Alaska Airlines has eliminated miles expiration. Accounts used to go inactive (therefore expiring miles) after 24 miles without earning or redeeming their points. Now accounts go inactive but can be reactivated with all of your points restored for free – as long as you do it within a year. I missed this last wrinkle when first looking at the change, and it means account expiration in 3 years of true inactivity.
Do my miles expire?
Mileage Plan miles do not expire
If miles don’t expire, does that mean my account will remain active indefinitely?
For account security purposes, we will continue to lock accounts that have been inactive for more than 2 years. If your account has been locked due to inactivity, call Guest Care to verify your identity, and they’ll reactivate the account for you. All miles in the account will still be there for you to use.
Alaska – which famously did not pause mileage expiration for the first two years of the pandemic – joins Delta, JetBlue, United and Southwest in no longer expiring miles. American Airlines remains an outlier, with miles expiring after 24 months of inactivity for members 21 years old or older. However, according to the Mileage Plan program terms, miles sort of do expire – because if you don’t reactive your account within a year (for free) they may not be willing to re-active your account at all.
If a deactivated Mileage Plan account is not reactivated within 1 year after deactivation (3 years after your last qualifying activity), it may not be reactivated in the future, and all Mileage Plan miles previously associated with that account will be forfeited.
When miles expire, airlines remove liability from their books and recognize revenue.

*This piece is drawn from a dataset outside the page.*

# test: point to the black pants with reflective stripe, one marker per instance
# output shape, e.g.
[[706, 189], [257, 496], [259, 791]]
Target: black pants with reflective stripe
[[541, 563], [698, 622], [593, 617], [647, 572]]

Eliminating expiration of miles imposes a cost on the program. Engaged members may prefer a regime where miles expire – if a program is willing to invest a certain amount in members they’d rather the investments be with them than occasional members.
Increasingly expiration of miles makes little sense for programs that want to interact with infrequent transactors, relying less on heavy flyers who also spend on a co-brand and purchase through a shopping portal. Expiring miles is a way to cut ties with infrequent customers, so the move – following most other U.S. carriers – is unsurprising.